The protections of 42 U.S.C. § 1981 were originally enacted by the Civil Rights Act of 1866 to ensure that “all persons . . . shall have the same right in every State and Territory to make and enforce contracts . . . as is enjoyed by white citizens”. In 1991, Congress amended the statute to define the term “make and enforce contracts” to include the “termination of contracts and the enjoyment of all benefits, privileges, terms, and conditions of the contractual relationship”. Thus, any harassing conduct that occurs after the formation of a contract, including employment contracts, is subject to a cause of action under § 1981, as well as Title VII of the Civil Rights Act of 1964. Section 1981 applies to both public and private sector employers. More importantly, § 1981 is not subject to the caps on compensatory and punitive damages or the administrative charge requirements placed on Title VII race discrimination claims. It is also generally accepted that at-will employment creates a relationship sufficient to file suit under § 1981. The Ninth Circuit, however, has not definitively addressed this issue.

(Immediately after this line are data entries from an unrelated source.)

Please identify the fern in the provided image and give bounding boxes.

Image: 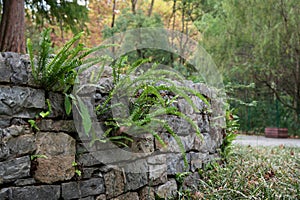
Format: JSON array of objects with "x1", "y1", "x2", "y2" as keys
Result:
[
  {"x1": 27, "y1": 28, "x2": 111, "y2": 92},
  {"x1": 93, "y1": 58, "x2": 209, "y2": 162}
]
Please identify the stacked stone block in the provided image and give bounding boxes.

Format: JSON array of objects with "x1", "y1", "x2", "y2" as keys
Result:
[{"x1": 0, "y1": 52, "x2": 225, "y2": 199}]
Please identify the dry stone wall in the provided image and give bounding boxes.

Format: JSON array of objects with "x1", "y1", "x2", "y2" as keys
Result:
[{"x1": 0, "y1": 52, "x2": 225, "y2": 200}]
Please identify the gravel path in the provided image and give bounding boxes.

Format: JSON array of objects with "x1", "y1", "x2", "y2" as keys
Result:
[{"x1": 233, "y1": 135, "x2": 300, "y2": 147}]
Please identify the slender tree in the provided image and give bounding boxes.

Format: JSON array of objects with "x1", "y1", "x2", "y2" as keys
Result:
[
  {"x1": 0, "y1": 0, "x2": 89, "y2": 53},
  {"x1": 148, "y1": 0, "x2": 155, "y2": 17}
]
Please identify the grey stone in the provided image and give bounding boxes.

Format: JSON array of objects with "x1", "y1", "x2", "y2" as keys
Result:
[
  {"x1": 10, "y1": 185, "x2": 60, "y2": 200},
  {"x1": 62, "y1": 178, "x2": 105, "y2": 199},
  {"x1": 111, "y1": 192, "x2": 139, "y2": 200},
  {"x1": 61, "y1": 182, "x2": 78, "y2": 199},
  {"x1": 0, "y1": 86, "x2": 45, "y2": 118},
  {"x1": 96, "y1": 194, "x2": 107, "y2": 200},
  {"x1": 104, "y1": 168, "x2": 125, "y2": 198},
  {"x1": 0, "y1": 156, "x2": 30, "y2": 183},
  {"x1": 0, "y1": 117, "x2": 10, "y2": 128},
  {"x1": 147, "y1": 154, "x2": 166, "y2": 165},
  {"x1": 182, "y1": 172, "x2": 200, "y2": 192},
  {"x1": 147, "y1": 154, "x2": 167, "y2": 185},
  {"x1": 7, "y1": 134, "x2": 36, "y2": 157},
  {"x1": 149, "y1": 163, "x2": 167, "y2": 185},
  {"x1": 98, "y1": 77, "x2": 114, "y2": 94},
  {"x1": 11, "y1": 54, "x2": 30, "y2": 84},
  {"x1": 0, "y1": 188, "x2": 10, "y2": 199},
  {"x1": 0, "y1": 53, "x2": 11, "y2": 83},
  {"x1": 155, "y1": 132, "x2": 195, "y2": 153},
  {"x1": 82, "y1": 168, "x2": 103, "y2": 179},
  {"x1": 177, "y1": 98, "x2": 194, "y2": 115},
  {"x1": 138, "y1": 186, "x2": 155, "y2": 200},
  {"x1": 123, "y1": 159, "x2": 148, "y2": 191},
  {"x1": 131, "y1": 134, "x2": 154, "y2": 154},
  {"x1": 78, "y1": 148, "x2": 138, "y2": 167},
  {"x1": 166, "y1": 153, "x2": 189, "y2": 175},
  {"x1": 189, "y1": 152, "x2": 209, "y2": 172},
  {"x1": 48, "y1": 92, "x2": 65, "y2": 118},
  {"x1": 0, "y1": 125, "x2": 31, "y2": 141},
  {"x1": 155, "y1": 179, "x2": 177, "y2": 199},
  {"x1": 0, "y1": 143, "x2": 9, "y2": 161},
  {"x1": 34, "y1": 132, "x2": 75, "y2": 183},
  {"x1": 37, "y1": 119, "x2": 76, "y2": 133},
  {"x1": 14, "y1": 178, "x2": 36, "y2": 186},
  {"x1": 80, "y1": 196, "x2": 95, "y2": 200},
  {"x1": 193, "y1": 132, "x2": 216, "y2": 153}
]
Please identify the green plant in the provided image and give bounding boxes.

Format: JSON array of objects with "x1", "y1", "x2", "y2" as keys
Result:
[
  {"x1": 195, "y1": 145, "x2": 300, "y2": 199},
  {"x1": 30, "y1": 154, "x2": 48, "y2": 160},
  {"x1": 220, "y1": 105, "x2": 239, "y2": 162},
  {"x1": 72, "y1": 161, "x2": 82, "y2": 177},
  {"x1": 27, "y1": 29, "x2": 91, "y2": 92},
  {"x1": 91, "y1": 57, "x2": 209, "y2": 168},
  {"x1": 27, "y1": 28, "x2": 112, "y2": 117},
  {"x1": 28, "y1": 99, "x2": 52, "y2": 131}
]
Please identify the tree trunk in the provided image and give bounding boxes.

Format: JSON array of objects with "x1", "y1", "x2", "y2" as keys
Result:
[
  {"x1": 111, "y1": 0, "x2": 116, "y2": 28},
  {"x1": 131, "y1": 0, "x2": 137, "y2": 14},
  {"x1": 148, "y1": 0, "x2": 155, "y2": 17},
  {"x1": 0, "y1": 0, "x2": 26, "y2": 53}
]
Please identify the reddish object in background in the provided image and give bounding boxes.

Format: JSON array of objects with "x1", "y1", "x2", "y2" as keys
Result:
[{"x1": 265, "y1": 127, "x2": 288, "y2": 138}]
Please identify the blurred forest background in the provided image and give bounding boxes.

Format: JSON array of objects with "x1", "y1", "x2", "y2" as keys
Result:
[{"x1": 0, "y1": 0, "x2": 299, "y2": 135}]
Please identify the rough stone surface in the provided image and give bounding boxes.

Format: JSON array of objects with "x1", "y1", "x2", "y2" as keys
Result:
[
  {"x1": 14, "y1": 178, "x2": 36, "y2": 186},
  {"x1": 131, "y1": 134, "x2": 154, "y2": 154},
  {"x1": 62, "y1": 178, "x2": 105, "y2": 199},
  {"x1": 48, "y1": 92, "x2": 65, "y2": 118},
  {"x1": 0, "y1": 156, "x2": 30, "y2": 183},
  {"x1": 148, "y1": 154, "x2": 167, "y2": 185},
  {"x1": 111, "y1": 192, "x2": 139, "y2": 200},
  {"x1": 10, "y1": 185, "x2": 60, "y2": 200},
  {"x1": 96, "y1": 194, "x2": 107, "y2": 200},
  {"x1": 0, "y1": 52, "x2": 11, "y2": 83},
  {"x1": 0, "y1": 54, "x2": 225, "y2": 200},
  {"x1": 149, "y1": 163, "x2": 167, "y2": 185},
  {"x1": 182, "y1": 172, "x2": 201, "y2": 192},
  {"x1": 138, "y1": 186, "x2": 155, "y2": 200},
  {"x1": 189, "y1": 152, "x2": 209, "y2": 172},
  {"x1": 155, "y1": 179, "x2": 177, "y2": 199},
  {"x1": 37, "y1": 119, "x2": 76, "y2": 133},
  {"x1": 0, "y1": 52, "x2": 32, "y2": 85},
  {"x1": 104, "y1": 168, "x2": 125, "y2": 198},
  {"x1": 7, "y1": 134, "x2": 36, "y2": 157},
  {"x1": 0, "y1": 117, "x2": 11, "y2": 128},
  {"x1": 166, "y1": 153, "x2": 189, "y2": 175},
  {"x1": 34, "y1": 132, "x2": 75, "y2": 183},
  {"x1": 0, "y1": 188, "x2": 10, "y2": 199},
  {"x1": 0, "y1": 86, "x2": 45, "y2": 118},
  {"x1": 123, "y1": 160, "x2": 148, "y2": 191}
]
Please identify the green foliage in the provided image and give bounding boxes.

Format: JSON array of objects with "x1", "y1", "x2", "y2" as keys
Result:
[
  {"x1": 196, "y1": 145, "x2": 300, "y2": 199},
  {"x1": 27, "y1": 28, "x2": 108, "y2": 92},
  {"x1": 28, "y1": 28, "x2": 85, "y2": 92},
  {"x1": 28, "y1": 98, "x2": 52, "y2": 131},
  {"x1": 72, "y1": 161, "x2": 82, "y2": 177},
  {"x1": 102, "y1": 9, "x2": 174, "y2": 66},
  {"x1": 25, "y1": 0, "x2": 88, "y2": 34},
  {"x1": 195, "y1": 0, "x2": 300, "y2": 135},
  {"x1": 93, "y1": 56, "x2": 207, "y2": 166},
  {"x1": 28, "y1": 119, "x2": 39, "y2": 131},
  {"x1": 30, "y1": 154, "x2": 48, "y2": 160},
  {"x1": 220, "y1": 106, "x2": 238, "y2": 161}
]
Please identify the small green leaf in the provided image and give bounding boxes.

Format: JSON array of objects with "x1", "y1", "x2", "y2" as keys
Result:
[
  {"x1": 64, "y1": 95, "x2": 72, "y2": 115},
  {"x1": 77, "y1": 97, "x2": 92, "y2": 135},
  {"x1": 39, "y1": 111, "x2": 50, "y2": 118},
  {"x1": 75, "y1": 169, "x2": 82, "y2": 176}
]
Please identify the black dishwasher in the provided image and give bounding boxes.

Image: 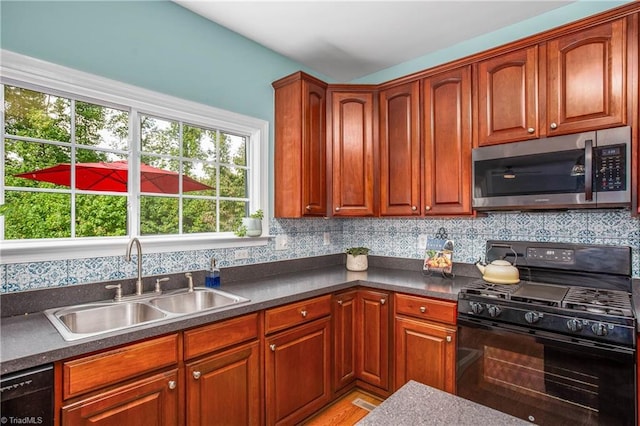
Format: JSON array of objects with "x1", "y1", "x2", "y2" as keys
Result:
[{"x1": 1, "y1": 364, "x2": 54, "y2": 426}]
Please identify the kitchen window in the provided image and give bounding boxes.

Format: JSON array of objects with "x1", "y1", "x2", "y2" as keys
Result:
[{"x1": 0, "y1": 50, "x2": 268, "y2": 263}]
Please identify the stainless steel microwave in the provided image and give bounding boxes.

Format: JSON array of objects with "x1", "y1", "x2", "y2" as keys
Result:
[{"x1": 472, "y1": 126, "x2": 631, "y2": 211}]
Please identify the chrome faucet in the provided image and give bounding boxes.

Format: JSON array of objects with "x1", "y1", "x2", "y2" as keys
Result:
[{"x1": 125, "y1": 237, "x2": 143, "y2": 295}]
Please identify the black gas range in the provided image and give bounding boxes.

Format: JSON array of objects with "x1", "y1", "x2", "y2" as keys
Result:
[
  {"x1": 458, "y1": 240, "x2": 636, "y2": 348},
  {"x1": 456, "y1": 240, "x2": 636, "y2": 426}
]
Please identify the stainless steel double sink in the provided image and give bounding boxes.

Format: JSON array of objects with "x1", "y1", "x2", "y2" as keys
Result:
[{"x1": 44, "y1": 287, "x2": 250, "y2": 341}]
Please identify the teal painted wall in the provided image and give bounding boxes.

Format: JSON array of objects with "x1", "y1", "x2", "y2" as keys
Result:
[{"x1": 354, "y1": 1, "x2": 632, "y2": 83}]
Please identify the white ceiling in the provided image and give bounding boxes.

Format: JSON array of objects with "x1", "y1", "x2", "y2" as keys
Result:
[{"x1": 174, "y1": 1, "x2": 574, "y2": 81}]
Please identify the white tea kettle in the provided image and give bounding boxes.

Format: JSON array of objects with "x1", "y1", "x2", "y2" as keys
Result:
[{"x1": 475, "y1": 245, "x2": 520, "y2": 284}]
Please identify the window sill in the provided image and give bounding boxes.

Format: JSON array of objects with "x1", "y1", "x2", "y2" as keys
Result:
[{"x1": 0, "y1": 234, "x2": 271, "y2": 264}]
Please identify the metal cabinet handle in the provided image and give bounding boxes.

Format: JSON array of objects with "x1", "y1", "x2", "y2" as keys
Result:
[
  {"x1": 380, "y1": 298, "x2": 386, "y2": 305},
  {"x1": 168, "y1": 380, "x2": 177, "y2": 390},
  {"x1": 425, "y1": 206, "x2": 432, "y2": 211},
  {"x1": 305, "y1": 205, "x2": 312, "y2": 211},
  {"x1": 270, "y1": 344, "x2": 276, "y2": 352},
  {"x1": 337, "y1": 300, "x2": 343, "y2": 305},
  {"x1": 420, "y1": 306, "x2": 426, "y2": 313},
  {"x1": 411, "y1": 206, "x2": 417, "y2": 211},
  {"x1": 335, "y1": 207, "x2": 341, "y2": 212},
  {"x1": 446, "y1": 336, "x2": 452, "y2": 343},
  {"x1": 527, "y1": 127, "x2": 535, "y2": 133},
  {"x1": 301, "y1": 310, "x2": 308, "y2": 318},
  {"x1": 550, "y1": 122, "x2": 558, "y2": 130},
  {"x1": 192, "y1": 371, "x2": 201, "y2": 380}
]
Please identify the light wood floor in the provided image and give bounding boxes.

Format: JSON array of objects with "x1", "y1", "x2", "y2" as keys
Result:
[{"x1": 301, "y1": 390, "x2": 384, "y2": 426}]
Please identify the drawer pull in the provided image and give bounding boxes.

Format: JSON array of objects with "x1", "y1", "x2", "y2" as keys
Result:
[
  {"x1": 380, "y1": 298, "x2": 386, "y2": 305},
  {"x1": 337, "y1": 300, "x2": 343, "y2": 305},
  {"x1": 270, "y1": 344, "x2": 276, "y2": 352},
  {"x1": 420, "y1": 306, "x2": 426, "y2": 313},
  {"x1": 300, "y1": 310, "x2": 308, "y2": 317},
  {"x1": 527, "y1": 127, "x2": 535, "y2": 133},
  {"x1": 550, "y1": 122, "x2": 558, "y2": 130},
  {"x1": 335, "y1": 207, "x2": 341, "y2": 212},
  {"x1": 411, "y1": 205, "x2": 417, "y2": 211},
  {"x1": 192, "y1": 371, "x2": 201, "y2": 380},
  {"x1": 446, "y1": 336, "x2": 452, "y2": 343},
  {"x1": 305, "y1": 205, "x2": 312, "y2": 211},
  {"x1": 168, "y1": 380, "x2": 177, "y2": 390}
]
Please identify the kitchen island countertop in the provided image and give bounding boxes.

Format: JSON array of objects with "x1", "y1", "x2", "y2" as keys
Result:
[{"x1": 357, "y1": 380, "x2": 530, "y2": 425}]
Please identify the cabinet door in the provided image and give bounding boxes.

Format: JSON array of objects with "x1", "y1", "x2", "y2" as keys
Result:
[
  {"x1": 546, "y1": 18, "x2": 626, "y2": 135},
  {"x1": 394, "y1": 316, "x2": 456, "y2": 394},
  {"x1": 330, "y1": 90, "x2": 376, "y2": 216},
  {"x1": 422, "y1": 66, "x2": 473, "y2": 215},
  {"x1": 357, "y1": 289, "x2": 390, "y2": 390},
  {"x1": 477, "y1": 46, "x2": 539, "y2": 146},
  {"x1": 61, "y1": 369, "x2": 179, "y2": 426},
  {"x1": 379, "y1": 81, "x2": 421, "y2": 215},
  {"x1": 186, "y1": 341, "x2": 260, "y2": 426},
  {"x1": 332, "y1": 290, "x2": 357, "y2": 392},
  {"x1": 265, "y1": 317, "x2": 331, "y2": 425},
  {"x1": 273, "y1": 72, "x2": 327, "y2": 217}
]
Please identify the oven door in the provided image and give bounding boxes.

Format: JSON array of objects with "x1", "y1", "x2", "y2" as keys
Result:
[{"x1": 457, "y1": 317, "x2": 636, "y2": 426}]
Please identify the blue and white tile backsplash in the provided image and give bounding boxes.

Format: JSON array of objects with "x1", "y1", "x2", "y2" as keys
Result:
[{"x1": 2, "y1": 210, "x2": 639, "y2": 292}]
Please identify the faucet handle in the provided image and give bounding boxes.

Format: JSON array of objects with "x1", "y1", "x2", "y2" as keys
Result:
[
  {"x1": 185, "y1": 272, "x2": 194, "y2": 292},
  {"x1": 155, "y1": 277, "x2": 170, "y2": 293},
  {"x1": 105, "y1": 284, "x2": 122, "y2": 301}
]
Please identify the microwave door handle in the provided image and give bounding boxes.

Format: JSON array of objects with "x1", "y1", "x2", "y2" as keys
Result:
[{"x1": 585, "y1": 139, "x2": 593, "y2": 201}]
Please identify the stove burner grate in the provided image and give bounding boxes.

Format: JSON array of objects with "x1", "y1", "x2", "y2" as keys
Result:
[
  {"x1": 562, "y1": 287, "x2": 633, "y2": 318},
  {"x1": 461, "y1": 281, "x2": 521, "y2": 299}
]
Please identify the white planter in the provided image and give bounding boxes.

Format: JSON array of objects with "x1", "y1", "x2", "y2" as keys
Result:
[
  {"x1": 346, "y1": 254, "x2": 368, "y2": 271},
  {"x1": 241, "y1": 218, "x2": 262, "y2": 237}
]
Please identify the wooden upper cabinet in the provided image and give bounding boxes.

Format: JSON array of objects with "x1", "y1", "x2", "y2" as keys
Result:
[
  {"x1": 379, "y1": 81, "x2": 421, "y2": 216},
  {"x1": 476, "y1": 46, "x2": 540, "y2": 146},
  {"x1": 329, "y1": 89, "x2": 376, "y2": 217},
  {"x1": 273, "y1": 72, "x2": 327, "y2": 217},
  {"x1": 546, "y1": 18, "x2": 626, "y2": 135},
  {"x1": 422, "y1": 66, "x2": 473, "y2": 215}
]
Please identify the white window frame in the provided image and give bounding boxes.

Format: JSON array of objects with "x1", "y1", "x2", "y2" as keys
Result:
[{"x1": 0, "y1": 50, "x2": 269, "y2": 264}]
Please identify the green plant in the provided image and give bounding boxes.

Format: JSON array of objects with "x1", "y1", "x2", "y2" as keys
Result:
[
  {"x1": 234, "y1": 225, "x2": 247, "y2": 237},
  {"x1": 345, "y1": 247, "x2": 370, "y2": 256},
  {"x1": 249, "y1": 209, "x2": 263, "y2": 220}
]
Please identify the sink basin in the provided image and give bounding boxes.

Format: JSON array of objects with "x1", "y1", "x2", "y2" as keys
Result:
[
  {"x1": 149, "y1": 289, "x2": 249, "y2": 314},
  {"x1": 46, "y1": 302, "x2": 167, "y2": 341},
  {"x1": 44, "y1": 288, "x2": 250, "y2": 341}
]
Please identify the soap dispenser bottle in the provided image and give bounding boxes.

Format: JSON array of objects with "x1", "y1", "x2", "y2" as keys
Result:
[{"x1": 205, "y1": 258, "x2": 220, "y2": 288}]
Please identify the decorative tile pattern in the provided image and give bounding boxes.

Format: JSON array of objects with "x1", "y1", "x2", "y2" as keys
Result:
[{"x1": 2, "y1": 212, "x2": 639, "y2": 293}]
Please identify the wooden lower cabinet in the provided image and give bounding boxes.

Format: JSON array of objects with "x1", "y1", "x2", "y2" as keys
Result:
[
  {"x1": 394, "y1": 293, "x2": 457, "y2": 394},
  {"x1": 394, "y1": 316, "x2": 456, "y2": 394},
  {"x1": 332, "y1": 290, "x2": 357, "y2": 391},
  {"x1": 61, "y1": 368, "x2": 180, "y2": 426},
  {"x1": 356, "y1": 289, "x2": 390, "y2": 391},
  {"x1": 265, "y1": 316, "x2": 332, "y2": 425},
  {"x1": 186, "y1": 340, "x2": 260, "y2": 426}
]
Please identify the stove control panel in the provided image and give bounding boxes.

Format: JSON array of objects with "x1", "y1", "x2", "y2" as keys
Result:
[{"x1": 527, "y1": 247, "x2": 574, "y2": 264}]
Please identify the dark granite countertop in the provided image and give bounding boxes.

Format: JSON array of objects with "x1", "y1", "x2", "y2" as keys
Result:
[
  {"x1": 356, "y1": 380, "x2": 530, "y2": 425},
  {"x1": 1, "y1": 260, "x2": 474, "y2": 375},
  {"x1": 2, "y1": 255, "x2": 638, "y2": 377}
]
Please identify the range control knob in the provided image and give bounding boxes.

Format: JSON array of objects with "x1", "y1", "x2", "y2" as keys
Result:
[
  {"x1": 567, "y1": 319, "x2": 583, "y2": 332},
  {"x1": 470, "y1": 302, "x2": 484, "y2": 315},
  {"x1": 591, "y1": 323, "x2": 609, "y2": 337},
  {"x1": 487, "y1": 305, "x2": 502, "y2": 318},
  {"x1": 524, "y1": 311, "x2": 540, "y2": 324}
]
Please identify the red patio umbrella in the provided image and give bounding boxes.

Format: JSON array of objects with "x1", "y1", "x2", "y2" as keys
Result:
[{"x1": 14, "y1": 160, "x2": 213, "y2": 194}]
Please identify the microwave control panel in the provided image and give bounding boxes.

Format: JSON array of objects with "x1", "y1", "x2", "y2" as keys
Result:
[{"x1": 594, "y1": 144, "x2": 626, "y2": 192}]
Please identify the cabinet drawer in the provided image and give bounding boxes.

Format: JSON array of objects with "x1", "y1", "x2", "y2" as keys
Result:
[
  {"x1": 265, "y1": 295, "x2": 331, "y2": 334},
  {"x1": 63, "y1": 334, "x2": 179, "y2": 399},
  {"x1": 184, "y1": 313, "x2": 259, "y2": 360},
  {"x1": 395, "y1": 293, "x2": 456, "y2": 325}
]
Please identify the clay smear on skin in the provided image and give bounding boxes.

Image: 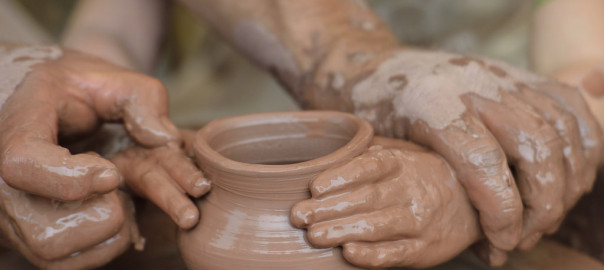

In the case considered by the Supreme Court, Edith Jones, and several other former employees of R.R. Donnelley & Sons, filed a class action suit alleging that they were subjected to a racially hostile work environment, given an inferior employee status, and wrongfully terminated, in violation of § 1981. The suit was filed more than two years, but less than four years, after the date of termination. The employer argued that the claim was barred by the Illinois two year statute of limitations. The District Court disagreed, finding that the “catch all” statute, which provides that any “civil action arising under an Act of Congress enacted after [December 1, 1990] may not be commenced later than 4 years after the cause of action accrues”, applied. The Seventh Circuit reversed, finding that the Civil Rights Act of 1991 merely amended Section 1981, and thus the original Act was enacted prior to the “catch all” statute. The U.S. Supreme Court determined that Congress’ intent in drafting the “catch all” statute was to eliminate the uncertainty caused by borrowing state statutes of limitation, and that purpose would not be served if the federal “catch all” statute was applied only to new Acts of Congress. The Court held that the plaintiffs’ claims arose under the Civil Rights Act of 1991 amendments to § 1981, and thus the four year statute of limitations applied.
This decision is important to employers in that it provides employees and former employees with far more time to pursue a race discrimination claims under § 1981 and thereby avoid the damage caps and administrative charge requirements associated with similar Title VII claims.
Jones v. R.R. Donnelley & Sons Co., 514 U.S. ---, No. 02-1205 (May 3, 2004 ).